Melbourne’s hellish season looks as if it will continue yet, with veteran defender Jared Rivers to join Geelong.
As an unrestricted free agent, he’d become the second player to make a transfer between Geelong and Melbourne this transfer period, after Shannon Byrnes followed the opposite path to become a Demon last week.
Speculation has been evident yet quiet, with the key defender undergoing negotiations with Geelong staff since the end of the season.
Being mates outside of football with Cat Andrew Mackie has likely also played an important role in luring him west.
The deal, understood to be three years in length, was also mentioned by former teammates and friends Brad Green and Brad Miller on Twitter, suggesting that the move may already have been completed.
However, the announcement, with trade week commencing and multiple other players and targets at the forefront of Geelong’s mind, may wait until procedures die down somewhat.
A three-year deal will take the defender, who turns 28 later in the month, until the end of the 2015 season, which would likely see him finish his career at Kardinia Park.
He took the third most marks, second most contested marks and second most one percenters in a season filled with variety; he started the year in defence before switching to the forward line to fill a void and present as a target, where he kicked 13 goals.
He played 150 games for the Demons, including finishing second in the 2011 Keith ‘Bluey’ Truscott Medal, and there’s no doubt that he’ll fill an important role.
With Geelong’s loss of champion defender Matthew Scarlett, Rivers fills a more immediate need.
With Tom Lonergan and Harry Taylor in the side alongside him, it should allow for a more flexible backline, allowing him to play third man up.
Rivers tends to play his best when he’s allowed to float somewhat and read the play, which lets him judge the flight of the ball and mark and spoil where required.
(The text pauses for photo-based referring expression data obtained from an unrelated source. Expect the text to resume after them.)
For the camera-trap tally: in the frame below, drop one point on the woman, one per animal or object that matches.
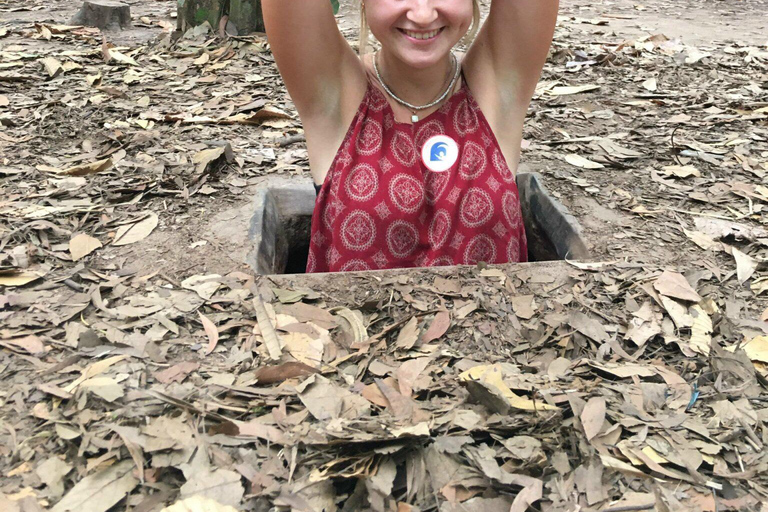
(413, 149)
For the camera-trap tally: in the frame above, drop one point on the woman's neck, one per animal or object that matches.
(418, 86)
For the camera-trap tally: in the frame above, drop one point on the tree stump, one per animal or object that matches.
(192, 13)
(243, 14)
(104, 14)
(246, 15)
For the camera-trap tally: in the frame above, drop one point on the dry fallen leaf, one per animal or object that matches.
(438, 327)
(593, 416)
(576, 89)
(132, 233)
(745, 265)
(99, 491)
(757, 349)
(52, 66)
(82, 245)
(31, 344)
(87, 169)
(210, 332)
(673, 284)
(584, 163)
(11, 278)
(198, 503)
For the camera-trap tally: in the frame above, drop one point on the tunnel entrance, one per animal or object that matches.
(280, 227)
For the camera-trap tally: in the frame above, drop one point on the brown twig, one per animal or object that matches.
(630, 508)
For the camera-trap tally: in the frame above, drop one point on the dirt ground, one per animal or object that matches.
(132, 331)
(222, 219)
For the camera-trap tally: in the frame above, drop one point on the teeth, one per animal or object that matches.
(422, 35)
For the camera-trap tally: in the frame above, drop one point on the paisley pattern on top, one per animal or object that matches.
(381, 208)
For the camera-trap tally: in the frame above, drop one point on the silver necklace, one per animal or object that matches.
(416, 108)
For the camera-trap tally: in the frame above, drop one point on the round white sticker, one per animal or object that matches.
(440, 153)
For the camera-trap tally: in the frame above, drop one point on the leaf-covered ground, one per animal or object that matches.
(143, 365)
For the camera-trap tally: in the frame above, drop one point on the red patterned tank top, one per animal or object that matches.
(381, 206)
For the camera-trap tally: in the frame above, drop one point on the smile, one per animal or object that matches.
(422, 36)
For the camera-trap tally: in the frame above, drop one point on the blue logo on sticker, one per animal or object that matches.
(439, 152)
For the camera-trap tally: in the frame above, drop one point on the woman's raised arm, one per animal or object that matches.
(514, 42)
(313, 57)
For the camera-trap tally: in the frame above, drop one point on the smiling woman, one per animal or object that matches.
(414, 148)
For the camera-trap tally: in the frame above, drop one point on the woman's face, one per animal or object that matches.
(419, 32)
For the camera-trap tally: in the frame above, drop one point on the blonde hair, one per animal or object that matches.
(365, 31)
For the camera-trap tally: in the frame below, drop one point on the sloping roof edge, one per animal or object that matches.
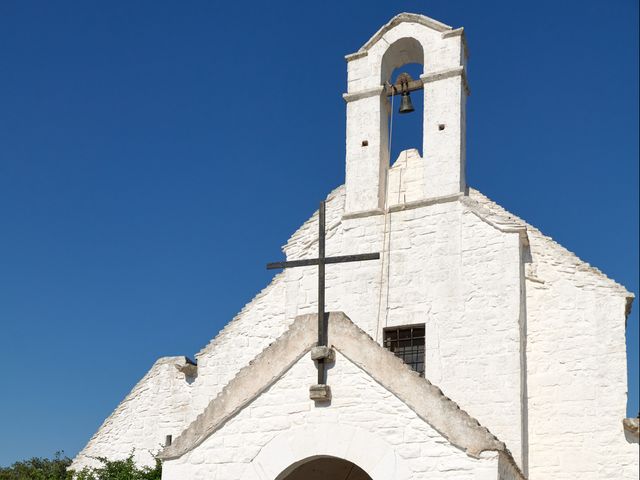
(424, 398)
(498, 215)
(400, 18)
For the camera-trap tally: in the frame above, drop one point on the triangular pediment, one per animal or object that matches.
(424, 398)
(397, 20)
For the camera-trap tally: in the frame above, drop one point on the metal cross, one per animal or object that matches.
(321, 261)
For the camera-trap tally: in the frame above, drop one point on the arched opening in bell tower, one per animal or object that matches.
(404, 130)
(324, 468)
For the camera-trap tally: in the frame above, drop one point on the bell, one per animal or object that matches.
(405, 104)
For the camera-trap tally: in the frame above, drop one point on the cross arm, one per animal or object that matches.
(314, 261)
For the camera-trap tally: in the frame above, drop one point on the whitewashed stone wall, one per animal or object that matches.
(419, 452)
(522, 334)
(577, 365)
(158, 405)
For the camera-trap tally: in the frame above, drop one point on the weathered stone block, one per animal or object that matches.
(327, 354)
(320, 393)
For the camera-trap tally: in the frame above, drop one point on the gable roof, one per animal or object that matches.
(424, 398)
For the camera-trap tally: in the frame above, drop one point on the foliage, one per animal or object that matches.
(56, 469)
(38, 469)
(120, 470)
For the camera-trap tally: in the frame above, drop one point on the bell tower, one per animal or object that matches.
(407, 38)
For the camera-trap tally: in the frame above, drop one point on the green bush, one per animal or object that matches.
(38, 469)
(56, 469)
(120, 470)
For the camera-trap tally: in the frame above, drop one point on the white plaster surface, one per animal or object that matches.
(364, 424)
(521, 333)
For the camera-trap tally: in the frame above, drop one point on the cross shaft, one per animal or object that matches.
(321, 261)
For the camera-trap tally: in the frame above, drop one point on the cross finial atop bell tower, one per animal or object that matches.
(407, 38)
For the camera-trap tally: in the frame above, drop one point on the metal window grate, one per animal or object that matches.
(407, 343)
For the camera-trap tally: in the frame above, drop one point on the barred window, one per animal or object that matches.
(407, 343)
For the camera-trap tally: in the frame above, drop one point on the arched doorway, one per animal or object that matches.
(324, 468)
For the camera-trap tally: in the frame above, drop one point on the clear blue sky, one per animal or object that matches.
(155, 155)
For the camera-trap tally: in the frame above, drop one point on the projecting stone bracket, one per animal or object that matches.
(632, 425)
(320, 393)
(327, 354)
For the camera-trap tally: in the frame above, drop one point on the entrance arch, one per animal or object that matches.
(324, 468)
(298, 446)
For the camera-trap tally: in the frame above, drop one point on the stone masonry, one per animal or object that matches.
(524, 336)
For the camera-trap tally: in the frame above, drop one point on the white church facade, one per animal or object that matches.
(474, 347)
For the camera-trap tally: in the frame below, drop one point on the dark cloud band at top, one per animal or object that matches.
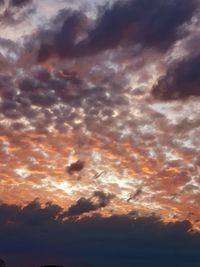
(150, 24)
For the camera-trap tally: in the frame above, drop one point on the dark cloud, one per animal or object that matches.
(150, 24)
(76, 167)
(95, 241)
(181, 81)
(83, 205)
(19, 3)
(2, 263)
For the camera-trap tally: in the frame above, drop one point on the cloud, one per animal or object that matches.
(95, 241)
(75, 167)
(19, 3)
(83, 205)
(181, 81)
(122, 24)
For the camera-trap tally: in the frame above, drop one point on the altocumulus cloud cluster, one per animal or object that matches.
(113, 85)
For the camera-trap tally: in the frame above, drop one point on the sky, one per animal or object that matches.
(99, 133)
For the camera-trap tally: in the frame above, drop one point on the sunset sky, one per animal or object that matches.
(99, 133)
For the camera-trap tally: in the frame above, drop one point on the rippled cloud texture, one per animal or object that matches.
(99, 130)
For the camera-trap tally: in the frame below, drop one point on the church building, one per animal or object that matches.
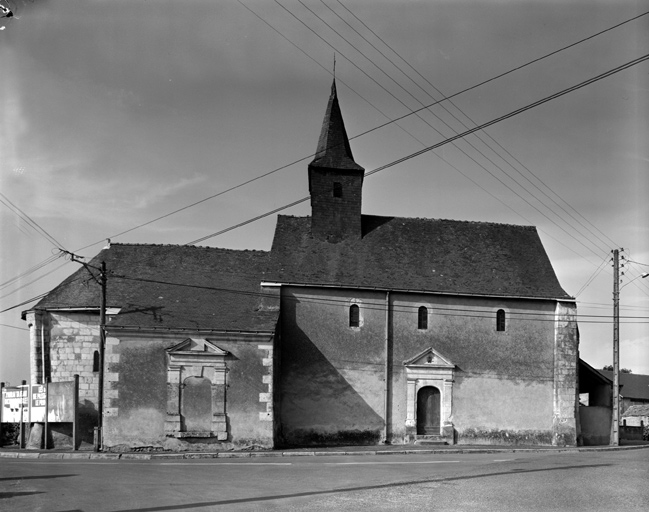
(352, 329)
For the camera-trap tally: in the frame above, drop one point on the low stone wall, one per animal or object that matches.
(595, 425)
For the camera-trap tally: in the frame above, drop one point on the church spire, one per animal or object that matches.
(335, 181)
(334, 151)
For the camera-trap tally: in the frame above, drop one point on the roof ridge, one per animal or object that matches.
(196, 247)
(428, 219)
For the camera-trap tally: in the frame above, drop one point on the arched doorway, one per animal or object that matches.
(428, 411)
(196, 405)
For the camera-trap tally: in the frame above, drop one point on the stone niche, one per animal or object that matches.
(429, 371)
(196, 390)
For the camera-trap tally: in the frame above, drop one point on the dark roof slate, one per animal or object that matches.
(418, 254)
(633, 386)
(169, 286)
(333, 150)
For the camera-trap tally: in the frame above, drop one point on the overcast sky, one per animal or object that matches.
(114, 113)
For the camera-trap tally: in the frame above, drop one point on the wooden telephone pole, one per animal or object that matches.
(102, 344)
(615, 424)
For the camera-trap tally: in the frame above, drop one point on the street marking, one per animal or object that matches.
(225, 464)
(390, 463)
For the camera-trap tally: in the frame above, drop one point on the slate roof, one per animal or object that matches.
(333, 149)
(634, 386)
(220, 287)
(418, 254)
(636, 410)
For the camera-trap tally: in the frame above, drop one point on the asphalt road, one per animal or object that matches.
(588, 481)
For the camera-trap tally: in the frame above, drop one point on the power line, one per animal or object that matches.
(31, 222)
(456, 137)
(470, 119)
(552, 211)
(390, 121)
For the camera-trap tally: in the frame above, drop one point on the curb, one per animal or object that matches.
(275, 454)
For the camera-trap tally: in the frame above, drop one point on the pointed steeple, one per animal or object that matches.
(334, 151)
(335, 181)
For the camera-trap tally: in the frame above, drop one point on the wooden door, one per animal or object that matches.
(428, 413)
(196, 405)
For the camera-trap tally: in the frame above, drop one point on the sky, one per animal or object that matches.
(114, 113)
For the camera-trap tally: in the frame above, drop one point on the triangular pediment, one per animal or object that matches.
(430, 358)
(195, 346)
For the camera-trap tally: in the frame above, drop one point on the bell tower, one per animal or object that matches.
(335, 181)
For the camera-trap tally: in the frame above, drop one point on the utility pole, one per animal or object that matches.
(615, 424)
(102, 347)
(102, 344)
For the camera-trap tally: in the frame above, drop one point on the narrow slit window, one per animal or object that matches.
(95, 361)
(500, 320)
(354, 316)
(422, 320)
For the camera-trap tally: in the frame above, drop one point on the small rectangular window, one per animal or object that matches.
(422, 321)
(354, 316)
(500, 320)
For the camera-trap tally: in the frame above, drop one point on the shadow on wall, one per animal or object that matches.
(319, 406)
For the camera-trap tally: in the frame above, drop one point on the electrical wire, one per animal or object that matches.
(458, 136)
(471, 120)
(31, 222)
(390, 121)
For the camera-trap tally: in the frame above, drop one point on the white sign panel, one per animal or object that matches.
(12, 400)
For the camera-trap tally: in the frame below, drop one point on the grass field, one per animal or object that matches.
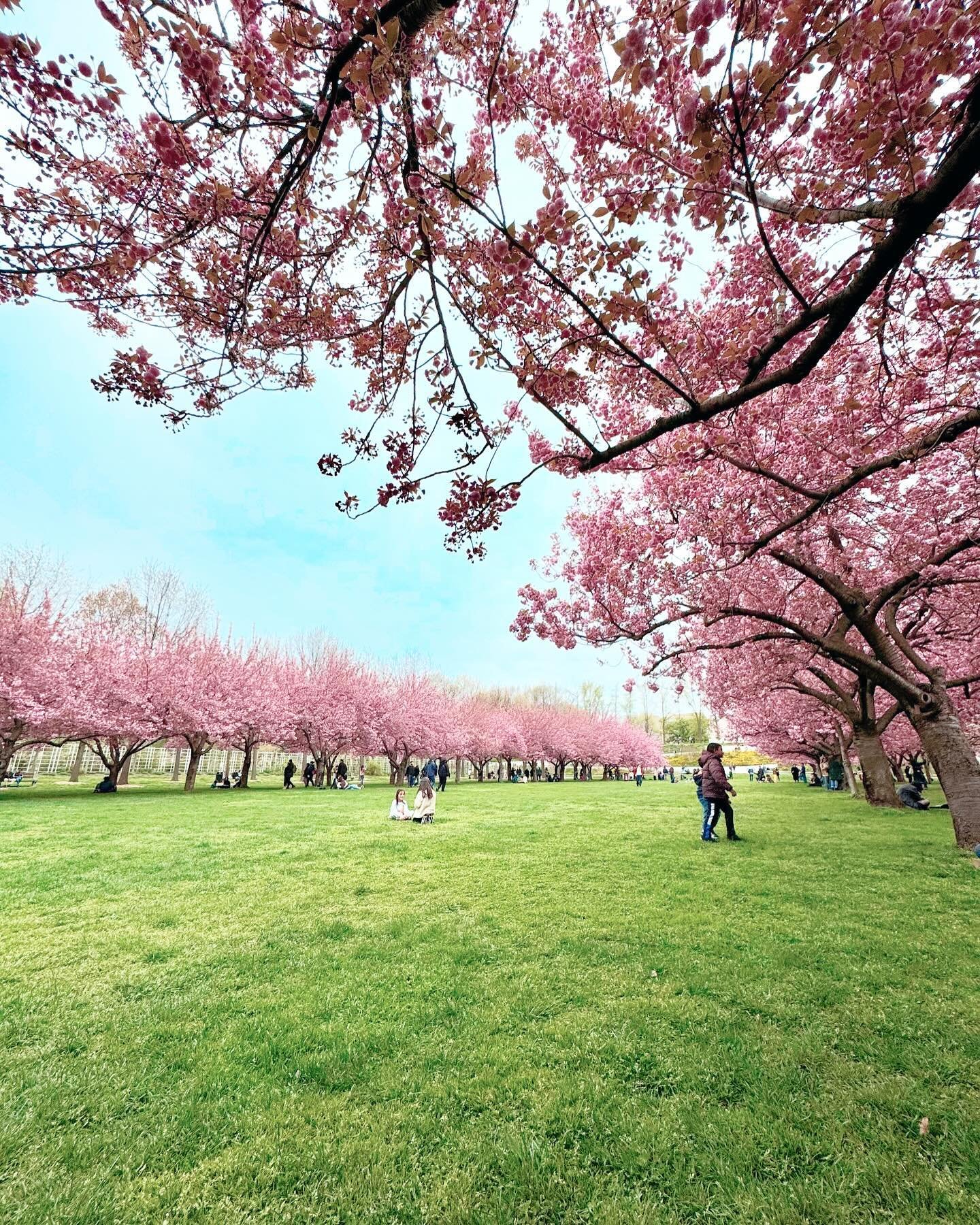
(554, 1004)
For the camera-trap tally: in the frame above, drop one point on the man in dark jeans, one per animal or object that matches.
(716, 788)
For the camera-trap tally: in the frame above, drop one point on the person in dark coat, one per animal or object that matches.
(716, 788)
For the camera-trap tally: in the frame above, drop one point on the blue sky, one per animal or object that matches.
(239, 508)
(237, 505)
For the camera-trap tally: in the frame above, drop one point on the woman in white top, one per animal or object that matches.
(425, 802)
(399, 810)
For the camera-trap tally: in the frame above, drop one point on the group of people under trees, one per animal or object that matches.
(715, 789)
(438, 773)
(312, 777)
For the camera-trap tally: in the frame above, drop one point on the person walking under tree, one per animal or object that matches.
(716, 788)
(706, 806)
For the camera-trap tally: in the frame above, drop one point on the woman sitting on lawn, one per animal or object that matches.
(425, 802)
(399, 810)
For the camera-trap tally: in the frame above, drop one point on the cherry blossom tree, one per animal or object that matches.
(259, 707)
(882, 585)
(413, 718)
(119, 698)
(331, 704)
(423, 186)
(773, 674)
(35, 655)
(205, 692)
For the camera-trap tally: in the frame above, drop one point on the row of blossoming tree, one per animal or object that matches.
(723, 251)
(85, 678)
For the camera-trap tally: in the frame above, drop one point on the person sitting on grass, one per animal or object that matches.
(399, 808)
(912, 798)
(425, 802)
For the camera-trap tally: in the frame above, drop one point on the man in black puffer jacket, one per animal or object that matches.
(716, 788)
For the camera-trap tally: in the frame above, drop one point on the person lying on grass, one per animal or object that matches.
(399, 808)
(912, 798)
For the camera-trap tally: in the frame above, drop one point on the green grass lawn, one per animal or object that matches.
(554, 1004)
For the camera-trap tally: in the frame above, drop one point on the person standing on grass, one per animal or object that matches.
(716, 788)
(706, 806)
(425, 802)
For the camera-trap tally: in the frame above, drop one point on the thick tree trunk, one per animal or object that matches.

An extra capable key defender also gives Taylor permission to spread and become more creative as a defender and even as a forward, as he has proven through his aerial ability, kicking goals when switching ends.
As all three are more than capable of negating tall forwards individually, it also allows them to negate the tallest of forward lines as well as, or better than, any other team. None are slow defenders by any means either, which should allow for capable defence not just limited to the key positions.
Undoubtedly, it is a very experienced yet very short-term setup in the Cats’ back half – Taylor is the youngest of the key trio at the age of 26 – with Josh Hunt, Andrew Mackie and Corey Enright also aging.
However, with finals football still well and truly on their minds, it’s a clever, versatile and impressive setup.
Given that the only extra cost comes from the salary cap rather than the expense of picks or players, which still looks to have comfortable space to accommodate it, it’s a logical signing for both parties.